Announced at the SIGGRAPH conference, this service complements the existing Train on DGX Cloud feature, offering a cohesive environment for both training and inference. The serverless inference service provided through the Enterprise Hub enables greater flexibility and optimized performance. Developers can access these services using the intuitive 'Train' and 'Deploy' drop-down menus on Hugging Face model cards, making the process straightforward with just a few clicks. The integration ensures faster, more robust AI model results and production-ready applications without long-term infrastructure commitments.
NVIDIA NIM microservices, optimized for processing tokens, significantly improve the speed and efficiency of the NVIDIA DGX Cloud infrastructure.

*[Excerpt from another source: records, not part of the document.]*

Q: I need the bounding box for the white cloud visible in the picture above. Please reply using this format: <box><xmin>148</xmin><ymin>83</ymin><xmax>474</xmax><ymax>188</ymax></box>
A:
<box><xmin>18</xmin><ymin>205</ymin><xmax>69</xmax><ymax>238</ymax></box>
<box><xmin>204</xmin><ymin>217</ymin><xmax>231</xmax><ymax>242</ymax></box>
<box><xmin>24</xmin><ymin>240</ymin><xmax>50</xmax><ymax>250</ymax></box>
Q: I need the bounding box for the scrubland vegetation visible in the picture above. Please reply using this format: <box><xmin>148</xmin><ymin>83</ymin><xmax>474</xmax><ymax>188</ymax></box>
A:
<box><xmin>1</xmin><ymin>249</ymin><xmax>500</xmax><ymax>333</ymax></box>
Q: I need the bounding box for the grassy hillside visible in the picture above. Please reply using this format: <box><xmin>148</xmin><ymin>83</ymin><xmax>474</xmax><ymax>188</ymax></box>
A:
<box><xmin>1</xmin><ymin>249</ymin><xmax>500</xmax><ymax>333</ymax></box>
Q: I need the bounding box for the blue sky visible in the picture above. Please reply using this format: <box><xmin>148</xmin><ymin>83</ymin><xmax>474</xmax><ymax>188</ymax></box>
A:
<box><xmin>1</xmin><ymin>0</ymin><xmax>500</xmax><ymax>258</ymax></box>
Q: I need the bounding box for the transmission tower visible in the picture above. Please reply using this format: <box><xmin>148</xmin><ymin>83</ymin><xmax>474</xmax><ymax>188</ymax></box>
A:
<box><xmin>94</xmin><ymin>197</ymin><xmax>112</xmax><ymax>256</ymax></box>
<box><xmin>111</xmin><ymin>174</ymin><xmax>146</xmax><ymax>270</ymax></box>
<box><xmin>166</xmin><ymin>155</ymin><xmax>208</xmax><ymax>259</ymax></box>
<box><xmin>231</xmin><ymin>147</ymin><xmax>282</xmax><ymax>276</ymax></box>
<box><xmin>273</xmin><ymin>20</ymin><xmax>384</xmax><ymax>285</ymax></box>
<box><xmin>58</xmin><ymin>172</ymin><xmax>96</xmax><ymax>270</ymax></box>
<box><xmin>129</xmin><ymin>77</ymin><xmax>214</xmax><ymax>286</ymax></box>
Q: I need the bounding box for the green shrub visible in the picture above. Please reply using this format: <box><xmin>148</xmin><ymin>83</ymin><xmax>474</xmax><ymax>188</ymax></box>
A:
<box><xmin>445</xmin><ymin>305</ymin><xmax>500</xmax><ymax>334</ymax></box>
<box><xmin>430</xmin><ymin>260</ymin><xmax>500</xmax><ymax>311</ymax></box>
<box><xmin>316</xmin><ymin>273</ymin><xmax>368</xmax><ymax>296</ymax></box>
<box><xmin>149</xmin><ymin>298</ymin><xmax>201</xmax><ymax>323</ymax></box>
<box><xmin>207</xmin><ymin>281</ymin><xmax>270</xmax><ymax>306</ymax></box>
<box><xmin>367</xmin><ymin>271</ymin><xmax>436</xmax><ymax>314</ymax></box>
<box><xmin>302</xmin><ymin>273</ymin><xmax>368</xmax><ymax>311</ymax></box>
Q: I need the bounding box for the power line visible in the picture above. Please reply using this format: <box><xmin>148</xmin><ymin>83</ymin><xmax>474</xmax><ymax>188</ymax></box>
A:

For instance, the 70-billion-parameter version of Llama 3 can achieve up to 5x higher throughput with NIM compared to standard deployment on NVIDIA H100 Tensor Core GPU systems. This means developers using Hugging Face can enjoy state-of-the-art performance and scalable GPU resources at every stage of AI development. Additionally, NVIDIA presented new generative AI models for the OpenUSD framework at SIGGRAPH, showcasing over 100 NIM microservices applicable across various industries.